Mısır’daki askeri darbe başta Türkiye olmak üzere diğer İslam ülkelerine de sıçrayabilir; dikkatli olmak lazım. Kur’an-ı Kerim’in ifadesiyle şer gibi görünen bir şeyde hayır olabilir, hayır gibi görünen bir şeyde şer olabilir. (Bakara: 216)
Mısır’daki bu darbe gösterdi ki, aydınlık ile karanlık, hak ile bâtıl bir arada olmaz, biri varken diğeri olmaz. Yani aydınlık varken karanlık olmaz. Onun için İhvan-ı Müslimin bundan bir ders çıkartması lazım; laikçiler ve ulusalcılarla yan yana birlikte devlet çarkının dönmeyeceğini anlamaları gerekir. Kendi kadrosunu kurup yoluna devam etmeli ve askeri siyaset dışında tutacak şekilde önlemler almalı ve askeri kendi içinde eritmeli.
Muhalefet, bu askeri darbeye II. devrim desin dursun; bu askeri darbe II. devrim falan değildir. Son çırpınıştır. Batı’nın da son çırpınışıdır. Yakında Batı ekonomik yönden çökecek buna paralel olarak askeri yönden de çökecektir. Batı’nın çökmesi demek, İslâm âleminin dirilmesi demektir, İslam âleminin çökmesi demek, Batı’nın dirilmesi demektir. Yani bu iki dünya ters orantılıdır, biri kalkınırsa, diğeri çöker, diğeri kalkınırsa öbürü çöker.
Batı, coğrafi keşiflerden sonra Uzak Doğu’yu sömürerek maliyesini düzeltince Osmanlı’nın maliyesi çökmüştür, halen bu durum devam etmektedir. Yakında Batı’nın maliyesi çökünce görülecektir ki, Türkiye’nin maliyesi düzelecektir
Sonuç olarak Muhalefet, el- Ezher Şeyhini ve Kıptilerin başkanını yanlarına alsallarda kısa zamanda çökecek ve Mısır’ın asıl sahibi olan İhvan-ı Müslimin’e idareyi teslim edecektir. İslam coğrafya’nın tümünde bu durum gerçekleşecektir.

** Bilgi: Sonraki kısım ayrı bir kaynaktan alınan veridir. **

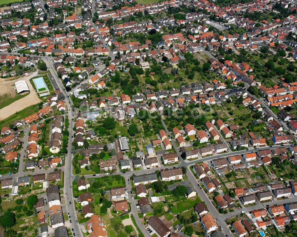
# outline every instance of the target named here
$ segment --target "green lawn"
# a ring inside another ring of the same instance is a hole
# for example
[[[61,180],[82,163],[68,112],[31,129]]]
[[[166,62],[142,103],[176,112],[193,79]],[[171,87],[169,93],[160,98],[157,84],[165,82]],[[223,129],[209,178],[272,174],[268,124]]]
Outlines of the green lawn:
[[[72,170],[73,171],[73,172],[74,172],[74,167],[73,167]],[[84,175],[86,174],[96,174],[94,171],[93,171],[92,170],[87,170],[84,168],[83,168],[80,170],[80,173],[79,173],[79,174],[80,175]]]
[[[0,128],[8,126],[12,123],[15,120],[21,120],[36,113],[38,111],[37,104],[31,105],[21,110],[16,112],[8,118],[0,121]]]
[[[12,2],[14,1],[10,1]],[[30,51],[30,49],[25,49],[23,50],[19,50],[18,51],[18,53],[31,53],[31,51]]]
[[[30,192],[31,187],[30,186],[20,186],[18,188],[18,194],[25,194]]]
[[[119,176],[117,180],[116,176]],[[102,187],[105,187],[105,190],[108,190],[110,188],[120,186],[126,187],[125,180],[122,176],[119,175],[106,175],[100,178],[91,178],[88,179],[90,185],[92,185],[91,180],[94,179],[95,181],[99,180],[102,182]]]
[[[158,0],[137,0],[137,1],[139,3],[146,4],[147,3],[154,3],[155,2],[158,2],[159,1]]]
[[[4,108],[15,101],[21,99],[28,96],[30,93],[25,93],[21,95],[16,95],[13,97],[10,97],[10,95],[5,94],[0,96],[0,109]]]
[[[165,214],[165,217],[169,221],[172,219],[174,217],[170,213],[167,213]]]
[[[73,196],[77,197],[79,196],[82,193],[86,193],[87,190],[86,189],[79,190],[76,182],[73,181],[72,183],[72,191],[73,193]]]
[[[8,4],[9,3],[12,2],[20,2],[23,1],[18,1],[16,0],[1,0],[1,4]],[[29,51],[30,51],[29,50]]]
[[[2,209],[4,212],[6,211],[8,209],[11,209],[15,208],[17,205],[15,201],[10,201],[10,202],[2,202],[1,203]]]
[[[110,220],[108,216],[105,215],[101,217],[101,218],[106,227],[106,231],[108,237],[116,237],[116,231],[110,225]]]

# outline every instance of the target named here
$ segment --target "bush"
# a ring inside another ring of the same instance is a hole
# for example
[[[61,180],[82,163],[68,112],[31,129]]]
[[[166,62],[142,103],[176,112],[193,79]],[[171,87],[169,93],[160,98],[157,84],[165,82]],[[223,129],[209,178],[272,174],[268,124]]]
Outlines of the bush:
[[[130,234],[133,231],[133,228],[132,227],[132,225],[126,225],[125,227],[125,231],[127,234]]]
[[[31,210],[28,210],[26,212],[26,215],[27,217],[32,216],[34,212]]]

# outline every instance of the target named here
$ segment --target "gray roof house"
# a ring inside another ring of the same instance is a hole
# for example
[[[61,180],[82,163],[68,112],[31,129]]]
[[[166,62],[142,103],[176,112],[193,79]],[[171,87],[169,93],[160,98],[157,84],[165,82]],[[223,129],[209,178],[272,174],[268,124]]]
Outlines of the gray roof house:
[[[50,217],[50,223],[53,229],[59,227],[61,223],[64,225],[64,218],[63,214],[61,213],[56,213]]]
[[[135,186],[140,183],[146,184],[153,183],[157,181],[157,174],[155,173],[148,174],[142,174],[133,177],[133,183]]]

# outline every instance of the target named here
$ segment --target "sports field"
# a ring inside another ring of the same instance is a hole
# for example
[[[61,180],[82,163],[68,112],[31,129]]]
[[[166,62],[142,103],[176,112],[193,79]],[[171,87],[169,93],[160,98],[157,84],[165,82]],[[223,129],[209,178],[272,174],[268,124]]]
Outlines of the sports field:
[[[0,5],[2,4],[8,4],[11,2],[20,2],[23,1],[18,1],[18,0],[1,0],[0,1]]]

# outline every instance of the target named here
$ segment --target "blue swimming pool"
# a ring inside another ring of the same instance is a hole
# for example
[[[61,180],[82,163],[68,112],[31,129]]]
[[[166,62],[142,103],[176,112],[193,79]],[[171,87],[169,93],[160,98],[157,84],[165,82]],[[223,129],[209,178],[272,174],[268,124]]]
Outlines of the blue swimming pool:
[[[35,84],[37,91],[45,90],[48,90],[48,87],[44,82],[43,78],[42,77],[33,79],[33,82]]]

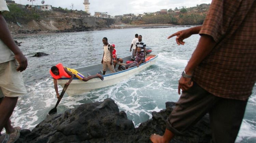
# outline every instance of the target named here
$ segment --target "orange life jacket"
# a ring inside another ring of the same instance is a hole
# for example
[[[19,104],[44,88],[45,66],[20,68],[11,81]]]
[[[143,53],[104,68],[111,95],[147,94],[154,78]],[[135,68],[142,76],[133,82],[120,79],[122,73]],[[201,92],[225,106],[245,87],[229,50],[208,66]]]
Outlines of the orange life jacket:
[[[70,78],[71,77],[71,76],[69,75],[69,74],[68,74],[68,73],[65,71],[63,65],[61,63],[59,63],[57,64],[56,66],[57,67],[58,69],[59,69],[59,73],[60,73],[59,75],[56,75],[54,74],[52,72],[51,69],[50,69],[50,73],[54,78],[58,79],[65,77],[68,78]]]
[[[149,56],[149,57],[148,57],[147,58],[147,59],[146,59],[146,60],[145,60],[145,61],[148,61],[148,60],[150,60],[150,59],[151,59],[151,58],[153,58],[153,57],[153,57],[153,56]]]

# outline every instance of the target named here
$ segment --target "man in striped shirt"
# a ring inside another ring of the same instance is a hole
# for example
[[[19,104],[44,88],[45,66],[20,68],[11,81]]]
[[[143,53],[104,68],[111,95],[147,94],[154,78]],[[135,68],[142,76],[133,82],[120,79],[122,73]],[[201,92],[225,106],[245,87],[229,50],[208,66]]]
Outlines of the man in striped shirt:
[[[141,48],[140,47],[138,47],[136,49],[138,52],[136,55],[136,59],[135,59],[135,61],[133,62],[131,62],[126,65],[125,66],[126,69],[130,68],[136,66],[137,66],[137,67],[139,67],[139,66],[140,66],[140,65],[144,61],[144,53],[141,51]]]
[[[137,50],[138,47],[140,47],[141,49],[141,51],[144,53],[144,59],[145,59],[145,55],[146,52],[146,43],[142,41],[142,36],[139,35],[138,37],[138,41],[136,43],[136,49],[134,51],[134,55],[136,54]]]

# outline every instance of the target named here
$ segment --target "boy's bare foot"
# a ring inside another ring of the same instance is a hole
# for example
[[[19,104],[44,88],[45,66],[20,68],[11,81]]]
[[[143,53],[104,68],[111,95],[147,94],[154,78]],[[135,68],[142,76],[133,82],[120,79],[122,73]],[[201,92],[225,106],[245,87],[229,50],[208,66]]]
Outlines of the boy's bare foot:
[[[102,75],[101,75],[101,74],[97,73],[97,75],[98,76],[98,77],[99,78],[100,78],[100,80],[104,80],[104,77]]]
[[[150,136],[150,140],[153,143],[167,143],[164,139],[163,136],[154,133]]]

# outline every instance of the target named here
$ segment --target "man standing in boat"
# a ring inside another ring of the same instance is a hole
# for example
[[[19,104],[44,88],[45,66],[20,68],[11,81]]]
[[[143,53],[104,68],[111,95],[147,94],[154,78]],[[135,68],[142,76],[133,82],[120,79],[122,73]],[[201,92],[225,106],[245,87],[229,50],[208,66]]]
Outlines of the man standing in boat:
[[[140,47],[141,49],[141,51],[144,53],[144,59],[145,59],[146,43],[142,41],[142,36],[141,35],[139,35],[139,36],[138,36],[138,41],[136,42],[136,49],[135,49],[134,54],[134,55],[136,55],[138,47]]]
[[[136,49],[136,42],[138,41],[138,34],[135,34],[135,38],[132,39],[132,45],[131,45],[131,48],[130,49],[130,51],[132,52],[132,60],[134,60],[134,57],[135,54],[134,54],[135,49]]]
[[[103,57],[102,59],[101,60],[101,63],[103,65],[103,75],[106,73],[106,71],[108,69],[108,67],[109,70],[112,73],[116,72],[116,71],[114,67],[113,64],[113,47],[111,44],[108,43],[108,38],[104,37],[102,39],[102,42],[104,45],[103,45]]]
[[[131,67],[137,66],[139,67],[140,65],[143,63],[144,61],[144,53],[141,51],[141,48],[138,47],[137,48],[137,55],[136,55],[136,59],[133,62],[131,62],[126,65],[125,67],[126,69],[130,68]]]

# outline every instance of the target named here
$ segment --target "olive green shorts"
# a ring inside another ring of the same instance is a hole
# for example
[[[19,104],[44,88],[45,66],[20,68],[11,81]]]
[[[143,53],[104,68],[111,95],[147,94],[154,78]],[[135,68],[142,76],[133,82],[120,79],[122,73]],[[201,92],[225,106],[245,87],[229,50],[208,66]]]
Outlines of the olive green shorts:
[[[0,98],[15,97],[27,93],[21,72],[16,71],[16,60],[0,63]]]

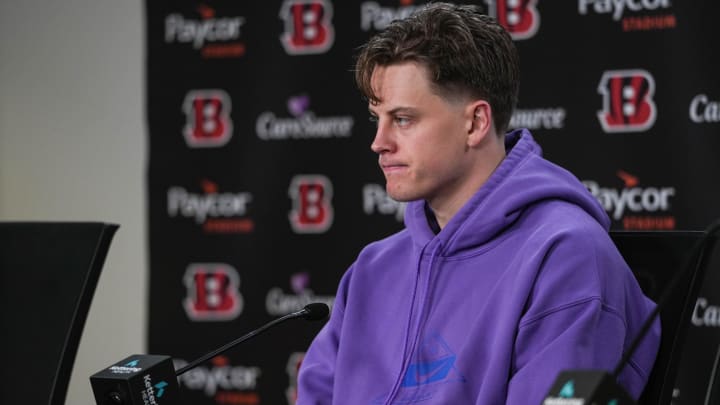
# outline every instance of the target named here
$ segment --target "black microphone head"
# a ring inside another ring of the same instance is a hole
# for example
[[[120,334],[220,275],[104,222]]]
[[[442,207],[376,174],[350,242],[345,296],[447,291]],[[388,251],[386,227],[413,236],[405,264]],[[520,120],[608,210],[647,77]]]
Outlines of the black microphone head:
[[[330,308],[321,302],[313,302],[312,304],[305,305],[303,308],[305,312],[303,318],[308,321],[320,321],[327,318],[330,313]]]

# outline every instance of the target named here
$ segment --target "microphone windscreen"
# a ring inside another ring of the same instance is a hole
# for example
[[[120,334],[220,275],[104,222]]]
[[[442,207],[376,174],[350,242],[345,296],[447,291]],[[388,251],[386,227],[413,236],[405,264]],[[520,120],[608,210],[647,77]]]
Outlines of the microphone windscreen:
[[[328,308],[327,305],[320,303],[320,302],[314,302],[312,304],[305,305],[305,314],[303,315],[304,319],[307,319],[308,321],[320,321],[325,318],[327,318],[328,314],[330,313],[330,308]]]

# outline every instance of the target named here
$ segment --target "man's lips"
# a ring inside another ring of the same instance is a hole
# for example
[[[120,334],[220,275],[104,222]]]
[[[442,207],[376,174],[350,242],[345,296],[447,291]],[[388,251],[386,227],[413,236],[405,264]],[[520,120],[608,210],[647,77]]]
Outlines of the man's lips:
[[[381,169],[383,170],[383,172],[385,172],[385,173],[391,173],[391,172],[396,172],[396,171],[399,171],[399,170],[403,170],[403,169],[407,168],[407,165],[402,164],[402,163],[397,163],[397,162],[387,162],[387,163],[386,163],[386,162],[381,162],[381,163],[380,163],[380,168],[381,168]]]

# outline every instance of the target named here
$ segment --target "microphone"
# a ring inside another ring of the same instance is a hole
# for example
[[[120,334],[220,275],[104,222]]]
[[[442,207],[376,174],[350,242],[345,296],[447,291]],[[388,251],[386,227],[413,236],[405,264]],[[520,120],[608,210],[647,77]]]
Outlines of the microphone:
[[[703,236],[695,243],[688,255],[685,267],[675,273],[673,278],[663,290],[657,305],[648,315],[645,322],[640,327],[638,334],[632,340],[628,350],[618,361],[612,374],[605,370],[565,370],[560,372],[555,379],[550,391],[548,392],[542,405],[561,405],[561,404],[599,404],[599,405],[635,405],[636,402],[618,384],[617,378],[622,370],[630,362],[630,358],[640,346],[640,342],[647,335],[652,327],[655,319],[660,314],[660,310],[667,305],[670,296],[675,291],[677,284],[688,272],[695,270],[692,280],[690,281],[690,295],[697,295],[697,290],[702,282],[704,274],[703,266],[699,263],[705,256],[705,248],[711,238],[720,231],[720,220],[717,220],[708,226]],[[682,320],[682,318],[681,318]]]
[[[235,345],[289,319],[319,321],[327,318],[330,309],[323,303],[311,303],[303,309],[274,319],[250,333],[213,350],[175,370],[170,356],[135,354],[90,376],[97,405],[173,405],[179,403],[177,377]]]

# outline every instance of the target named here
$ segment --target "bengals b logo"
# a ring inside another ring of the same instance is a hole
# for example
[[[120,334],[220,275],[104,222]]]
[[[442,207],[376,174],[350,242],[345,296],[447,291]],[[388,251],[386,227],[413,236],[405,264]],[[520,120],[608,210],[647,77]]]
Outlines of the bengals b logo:
[[[332,47],[332,4],[326,0],[285,0],[280,9],[285,32],[280,41],[291,55],[324,53]]]
[[[194,321],[227,321],[240,315],[243,298],[237,270],[224,263],[195,263],[185,272],[185,312]]]
[[[655,80],[649,72],[607,71],[598,93],[603,96],[603,110],[597,115],[605,132],[641,132],[655,123]]]
[[[540,13],[537,0],[486,0],[489,14],[505,27],[510,36],[528,39],[537,33],[540,27]]]
[[[332,184],[327,177],[298,175],[290,182],[290,225],[296,233],[323,233],[333,222]]]
[[[223,90],[193,90],[183,102],[185,142],[191,148],[225,145],[232,136],[230,96]]]

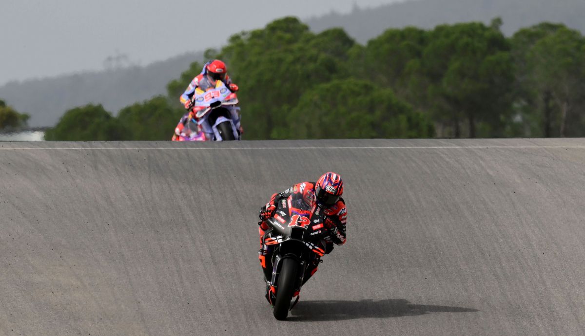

Unutmayalım ki İslam Coğrafyası’nın sahipleri laikçiler ve ulusalcılar değil Müslümanlardır. Onların iktidarı Batı’nın hâkimiyetinden dolayı arızidir, gelip geçicidir. Batı medeniyeti çöktüğü zaman onlar, saman çöpü gibi sağa sola savrulacak ve yok olacaklardır.
Bu sebeple diğer İslam ülkelerindeki laikçiler ve ulusalcılar, Suudi Arabistan Krallığı ve Birleşik Arap Emirlikleri gibi Mısır’daki askeri darbeye sevinmesinler.
Selam İhvan-ı Müslimin’e, Selam dünya Müslümanlarına. Bulunduğunuz yerlerde Batı’nın uşakları laikçiler ve ulusalcılar karşısında eğilmeyin, dik durun. Çünkü haksızlık karşısında susan dilsiz şeytandır, dolayısıyla Başta Muhammed Mursi olmak üzere İhvan-ı Müslimin haksızlık karşısında susmamalı ve dik durup direnmeli. Çünkü haklı olan seçimle gelmiş Cumhurbaşkanı ve onun taraftarıdır. Ey ihvan-ı Müslimin, kazanız mübarek olsun, selam sizlere gönüllerimiz sizinledir.